EPÍLOGO
– Presumo que tenha vindo por causa da senhorita Del Buharro, não é? - disse amável, mantendo seu olhar sobre a figura de preto à sua frente.
– Como pôde usá-la? - rosnou para o diretor.
– Severo, não usei ninguém. Anrika agiu por conta própria - disse em tom paternal. - E ouso dizer que tem superado minhas expectativas.
– Aquela cabeça dura! - bufou passando as mãos pelos cabelos, e continuou: - Estava agindo sozinha, mesmo?
– Sim, estava. Eu apenas a ajudei a se defender de Voldemort - deu um leve sorriso e viu Snape estremecer ao som daquela palavra. - Ela é bem corajosa e determinada - continuou analisando o rosto do jovem. - Devo acreditar que algo aconteceu a ela, não?

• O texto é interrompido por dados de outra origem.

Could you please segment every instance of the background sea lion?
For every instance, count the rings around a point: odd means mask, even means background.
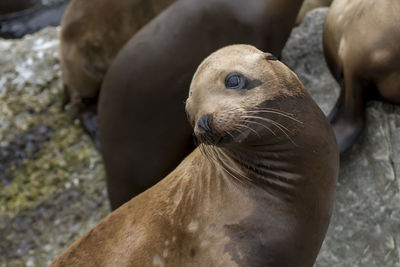
[[[301,3],[181,0],[129,40],[107,72],[99,101],[112,208],[154,185],[192,151],[183,103],[201,60],[233,43],[279,56]]]
[[[299,14],[297,15],[296,25],[303,21],[303,18],[308,11],[311,11],[317,7],[329,6],[331,3],[332,0],[305,0],[300,8]]]
[[[175,0],[73,0],[62,22],[60,60],[66,102],[97,138],[97,97],[115,55],[129,38]],[[95,140],[97,142],[97,140]]]
[[[335,0],[324,26],[326,62],[341,85],[329,115],[346,150],[359,136],[365,102],[400,103],[400,1]]]
[[[51,266],[313,265],[339,153],[297,76],[252,46],[226,47],[199,66],[186,111],[200,147]]]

– Maldita colombiana! - Snape grunhiu. - Se tivesse me ouvido não estaria perdida no tempo! - completou, enquanto andava pelo escritório do diretor.
– E você não estaria aqui - retorquiu Dumbledore calmamente. - Sente-se, Severo - disse indicando a cadeira a sua frente. - Deixe-me lhe contar uma coisa... quando a senhorita Del Buharro me procurou pela primeira vez estava determina a resgatá-lo de si mesmo. Ela acreditava em você pelo que você era! E como prova dessa confiança, colocou a vida em risco, e devo dizer que foi bem sucedida.

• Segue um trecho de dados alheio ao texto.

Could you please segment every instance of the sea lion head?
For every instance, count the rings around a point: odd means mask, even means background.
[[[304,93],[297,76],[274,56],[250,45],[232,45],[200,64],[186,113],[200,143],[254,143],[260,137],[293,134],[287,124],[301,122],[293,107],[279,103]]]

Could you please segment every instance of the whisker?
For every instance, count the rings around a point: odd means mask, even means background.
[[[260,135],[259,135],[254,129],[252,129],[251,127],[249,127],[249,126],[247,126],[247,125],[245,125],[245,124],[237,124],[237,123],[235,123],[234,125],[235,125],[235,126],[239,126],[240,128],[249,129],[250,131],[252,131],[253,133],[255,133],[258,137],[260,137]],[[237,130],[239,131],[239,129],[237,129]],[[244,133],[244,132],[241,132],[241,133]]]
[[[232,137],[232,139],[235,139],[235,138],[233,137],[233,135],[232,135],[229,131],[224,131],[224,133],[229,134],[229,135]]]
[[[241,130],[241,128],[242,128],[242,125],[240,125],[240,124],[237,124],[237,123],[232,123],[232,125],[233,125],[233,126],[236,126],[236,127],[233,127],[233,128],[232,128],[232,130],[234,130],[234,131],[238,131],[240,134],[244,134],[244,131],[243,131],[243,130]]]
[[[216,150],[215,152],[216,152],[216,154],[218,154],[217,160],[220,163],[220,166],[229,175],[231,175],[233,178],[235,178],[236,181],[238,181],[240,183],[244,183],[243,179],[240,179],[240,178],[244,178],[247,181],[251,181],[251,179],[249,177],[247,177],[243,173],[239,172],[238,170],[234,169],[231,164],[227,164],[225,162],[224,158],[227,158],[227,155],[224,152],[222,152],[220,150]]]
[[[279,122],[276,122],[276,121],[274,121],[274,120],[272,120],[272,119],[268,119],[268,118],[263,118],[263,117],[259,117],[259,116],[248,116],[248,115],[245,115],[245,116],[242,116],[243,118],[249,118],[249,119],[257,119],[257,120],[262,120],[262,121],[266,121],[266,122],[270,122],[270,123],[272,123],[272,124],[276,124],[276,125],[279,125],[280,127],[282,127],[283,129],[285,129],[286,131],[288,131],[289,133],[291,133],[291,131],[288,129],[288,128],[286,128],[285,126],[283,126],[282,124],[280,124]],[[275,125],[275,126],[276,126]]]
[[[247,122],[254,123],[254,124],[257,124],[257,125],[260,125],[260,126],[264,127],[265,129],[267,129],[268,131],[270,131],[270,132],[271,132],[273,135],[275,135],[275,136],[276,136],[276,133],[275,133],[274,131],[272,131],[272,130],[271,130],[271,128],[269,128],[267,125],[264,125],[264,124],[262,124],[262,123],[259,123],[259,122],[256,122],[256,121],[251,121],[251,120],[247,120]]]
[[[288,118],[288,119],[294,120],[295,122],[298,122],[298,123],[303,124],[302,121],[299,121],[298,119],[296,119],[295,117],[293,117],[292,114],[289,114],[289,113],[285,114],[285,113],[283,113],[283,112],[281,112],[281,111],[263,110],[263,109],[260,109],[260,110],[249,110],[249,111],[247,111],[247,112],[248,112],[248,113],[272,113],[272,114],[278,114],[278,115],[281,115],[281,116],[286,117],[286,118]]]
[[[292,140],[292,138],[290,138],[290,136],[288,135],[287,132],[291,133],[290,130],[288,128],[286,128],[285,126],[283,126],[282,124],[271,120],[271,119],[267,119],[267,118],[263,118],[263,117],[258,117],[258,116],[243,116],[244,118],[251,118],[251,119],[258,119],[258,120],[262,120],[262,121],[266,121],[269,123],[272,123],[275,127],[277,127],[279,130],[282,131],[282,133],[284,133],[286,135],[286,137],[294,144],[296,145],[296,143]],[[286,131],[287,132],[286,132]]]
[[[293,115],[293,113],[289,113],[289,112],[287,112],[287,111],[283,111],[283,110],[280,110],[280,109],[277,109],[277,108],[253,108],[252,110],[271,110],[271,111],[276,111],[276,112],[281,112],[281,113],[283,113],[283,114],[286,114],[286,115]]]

– Uma tola, isso sim! - desviou o olhar do diretor, crispando os lábios. - Não devia ter voltado! Devia ter ficado na Colômbia com o pai, teria me poupado esse aborrecimento.
– Então é assim que se sente, Severo? Aborrecido? - deu-lhe um leve sorriso. - Concordo com Anrika, confio em você - o jovem arqueou as sobrancelhas ao fitá-lo -, contudo, sabia que só um sentimento muito forte o faria ver a luz, e a única pessoa capaz disso era Anrika - Dumbledore pigarreou, enquanto o rosto de Snape tornava-se lívido. - Um sentimento forte, o amor, não acha?
– Estúpido, isso sim! - ele rebateu friamente, os olhos cheios d'água.
– Não, o amor não é estúpido, nós somos - e dando algo a fênix ao seu lado, continuou: - Permita-me dizer que Anrika lutou para trazê-lo até aqui por acreditar nesse amor. E você veio! Você teve forças para lutar contra si mesmo e estar aqui! - os olhares dos dois se encontraram. - O que quero saber, Severo, é se está disposto a lutar pelo que ela acreditava. De provar que esse amor é mais forte do que a sua ambição. Caso contrário, Anrika terá se perdido em vão.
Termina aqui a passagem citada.